Madam Speaker, I rise to speak in this highly charged and sensitive debate as someone who has been a teacher at universities for threeand-a-half decades…. Just over a month ago, a Dalit research scholar at Hyderabad Central University, Rohith Vemula, tragically took his own life. The death of a bright young Dalit scholar is not new in Indian universities. The Thorat committee that was appointed in 2007 to investigate the growing number of suicides among students in elite educational institutions discovered that of the 23 suicide cases, 19 were Dalits, two were tribals, and one Muslim. This alarming figure should have raised several questions of academic justice and freedom that our nation needed to seriously ponder.
Rohith’s tragedy should stir our collective conscience, including that of our government. Unfortunately, we have a heartless government that refuses to listen to the cries of despair coming from the marginalised sections of our society. Instead of assuring social justice to all, the ruling party wishes to use the student unrest in our universities to claim a monopoly on nationalism and tar all of their critics with the same brush of anti-nationalism.
Madam Speaker, I am not a Communist. In fact, I won this seat in the Lok Sabha by defeating a prominent Communist candidate. But I stand today in support of the right to freedom of expression, by young students who may be inspired by Marx as well as Ambedkar.
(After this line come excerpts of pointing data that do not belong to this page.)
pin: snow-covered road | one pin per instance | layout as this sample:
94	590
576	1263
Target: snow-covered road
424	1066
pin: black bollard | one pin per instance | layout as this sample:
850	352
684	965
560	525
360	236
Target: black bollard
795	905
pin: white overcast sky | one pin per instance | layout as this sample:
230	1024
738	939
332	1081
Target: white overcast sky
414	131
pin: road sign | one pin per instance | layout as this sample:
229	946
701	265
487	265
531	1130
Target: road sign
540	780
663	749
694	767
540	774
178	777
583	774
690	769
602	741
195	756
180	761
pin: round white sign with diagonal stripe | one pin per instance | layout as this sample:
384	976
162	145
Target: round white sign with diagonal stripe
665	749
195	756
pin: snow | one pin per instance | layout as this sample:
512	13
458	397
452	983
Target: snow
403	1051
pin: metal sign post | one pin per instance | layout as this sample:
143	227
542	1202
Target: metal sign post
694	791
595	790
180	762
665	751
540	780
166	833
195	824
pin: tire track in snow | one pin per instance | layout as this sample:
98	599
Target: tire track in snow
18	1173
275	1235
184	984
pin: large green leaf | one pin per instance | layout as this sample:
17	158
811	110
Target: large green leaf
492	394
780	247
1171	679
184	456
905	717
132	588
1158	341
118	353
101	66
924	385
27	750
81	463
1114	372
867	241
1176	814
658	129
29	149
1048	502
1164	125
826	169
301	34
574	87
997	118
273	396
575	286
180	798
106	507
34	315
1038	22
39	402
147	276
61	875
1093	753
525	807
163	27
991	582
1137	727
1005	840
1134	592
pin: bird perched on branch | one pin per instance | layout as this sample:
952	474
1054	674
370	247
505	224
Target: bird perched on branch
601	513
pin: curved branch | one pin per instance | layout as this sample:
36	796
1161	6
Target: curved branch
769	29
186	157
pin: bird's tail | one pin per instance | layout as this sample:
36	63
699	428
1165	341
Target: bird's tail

I am a nationalist. I believe in a kind of nationalism that instils a spirit of selfless service in our people and inspires their creative efforts. I know that nationalism can be a truly Janus-faced phenomenon, and I deplore the brand of nationalism espoused by members of the Treasury benches that I find narrow, selfish and arrogant.
Following the unrest in Hyderabad, there were incidents that took place in JNU. Earlier this month, at one or two events on this campus, very disturbing slogans were raised, and deeply troubling posters were put up. We unequivocally condemn those slogans and posters. However, we strongly oppose the attempt being made to portray the entire university as a hub of anti-national activities, and the onslaught of state forces on academic freedom.
We were horrified to witness the scenes of students, teachers and journalists being assaulted within the court premises of Patiala House. It was not the students, Madam Speaker, but the blackcoated storm-troopers associated with the ruling party (who) defiled and desecrated the image of mother India.
The reverberations of the JNU incidents were felt in my home state, especially in Jadavpur University. There too, unfortunate slogans were heard in the streets around the campus. But by contrast with what happened in the nation’s capital, the Bengal state administration, led by Mamata Banerjee, and the university administration, knew how to defuse tension and to not unnecessarily escalate a crisis. It knew how not to overreact. After all, the idea of India is not so brittle as to crumble at the echo of a few slogans… What must be avoided at all costs is the criminalisation of dissent.
I heard the speech given by Kanhaiya Kumar on YouTube. I agreed with many things that he said, I disagreed with some of the things that he said. I agreed with him when he extolled Ambedkar’s statement on constitutional rights and constitutional morality. I agreed with him when he expressed admiration for our great revolutionaries Bhagat Singh, Ashfaqulla, Sukhdev and Rajguru. He, of course, said that RSS took no part in our freedom struggle. There too, he was right.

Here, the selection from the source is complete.